Attorney Andrew Cohen analyzes legal decisions for CBS News and CBSNews.com
It's too early to call it an avalanche of momentum or even a trend, but it is slowly becoming clear that the federal courts are backing the Bush administration in the legal war on terror.
On Friday, the Supreme Court gave the Justice Department two minor victories in the area of immigration detention. The justices agreed to hear two important cases next term. Earlier in the week, a federal appeals court sided with the administration in the case of Yassir Esam Hamdi, an American citizen now currently held incommunicado as an "enemy combatant."
Combine those recent rulings with the government's clear victories lately in the John Walker Lindh case (all of Lindh's dismissal motions were rejected by a federal judge) and in the Richard Reid case (Reid's efforts to suppress incriminating statements were rejected by another federal judge) and you begin to see a pattern.
Right now, judges are giving the administration the benefit of the doubt. They are affording great deference to the President's war powers under the Constitution and also to the representations made by law enforcement officials and members of the intelligence community who keep testifying, in court and on paper, that draconian measures are necessary in order to prevent future terror attacks.
At the same time, these judges are giving fairly short shrift to the arguments made by civil libertarians.
That is not to say that the judges who have faced terror-law issues recently aren't evaluating the impact the administration's aggressive law enforcement measures are having on constitutional rights and individual liberties. It's just that, right now, the balancing test that judges often apply in these situations are skewing heavily toward the government. That's why the Supreme Court Friday put on hold a lower court ruling that would have opened now-secret immigration and detention hearings to the public.
Sure, the public in normal circumstances would have some right of access to such hearings. But, as the justices are likely to say this fall when they hear and decide the case, these aren't normal times.
The next month or so will tell us much more about how the courts are reacting to the Administration's offensive on the legal front in the war on terror.

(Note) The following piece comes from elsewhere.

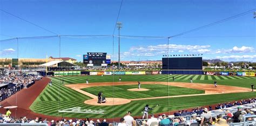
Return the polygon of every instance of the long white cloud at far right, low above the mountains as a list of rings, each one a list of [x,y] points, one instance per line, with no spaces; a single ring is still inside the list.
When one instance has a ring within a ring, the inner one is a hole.
[[[249,52],[254,52],[254,48],[253,47],[246,47],[246,46],[242,46],[242,47],[237,47],[234,46],[231,49],[219,49],[216,50],[215,53],[249,53]]]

In July, U.S. District Judge T.S. Ellis III will have to decide whether Lindh's statements made to military and civilian officials in Afghanistan can be used against him at his trial later this year.
The Hamdi case, whether the alleged "enemy combatant" even may be allowed to see a lawyer, also may come to a head. And U.S. District Judge Leonie Brinkema, who shares a courthouse with Judge Ellis in Alexandria, Virginia, will be required to make a few key decisions in the govermment's terror conspiracy trial of Zacarias Moussaoui. If these events and issues also turn the government's way, and it wouldn't surprise me, we can all update our scorecards from "pattern" to "trend."
Meanwhile, in case you were disappointed that there was only one zany episode in the Moussaoui case this week, fear not. There was at least one other.
While Moussaoui was confusing everyone in the world with his plea to the revised indictment against him -- for the record the judge entered a "not guilty" plea on the defendant's behalf -- a Texas lawyer named Charles Freeman was filing with Moussaoui's judge a document entitled: "Is this How Alexandria Division Treats its Guests?" In the court paper, straight out of the Jackie Mason School of Captioning.
Freeman essentially told Judge Brinkema that he had no interest in becoming Moussaoui's "stand-by counsel" because "I refuse to be a toothless paper tiger amounting to absolutely no counsel at all."
Moussaoui, apparently, had earlier expressed some interest in having Freeman assist him as he prepares his own defense and the feds, apparently, had earlier told the judge that they had no particular problem with Freeman's involvement in the case so long as Freeman complied with all the requirements that out-of-district lawyers must comply with before they can actually be recognized by the court. Also, the feds had asked that the judge make sure that Freeman passed the various security clearances necessary to allow him to view classified documents relating to the case.
Freeman's largely incoherent 5-page filing must have struck some sort of nerve in Washington because two days later, on Wednesday, the feds responded with a motion of their own, this one captioned: "Government's Response to Pleading Filed by Charles Freeman entitled: "Is This How Alexandria Division Treats its Guests." In their filing, prosecutors told Judge Brinkema that they aren't really sure if they oppose Freeman's involvement in the case as counsel to Moussaoui but then added that they aren't sure he really wants the job anyway.
The government's lawyers are in a real pickle, of course, because it would actually aid their case against Moussaoui if he were to have lawyers helping him, if for no other reason than such help would dramatically reduce the chance that a Moussaoui conviction would be overturned on appeal. That's why they are saying at the same time that they don't have any objection to Freeman while saying that he still has to pass all the tests to be counsel in this sort of a case. And no matter how bizarre his words may be, Freeman has a point that "stand-by" counsel in a case like this really isn't much counsel at all. But Freeman's beef shouldn't be with Judge Brinkema. If he has a beef, it oughta be with his putative client.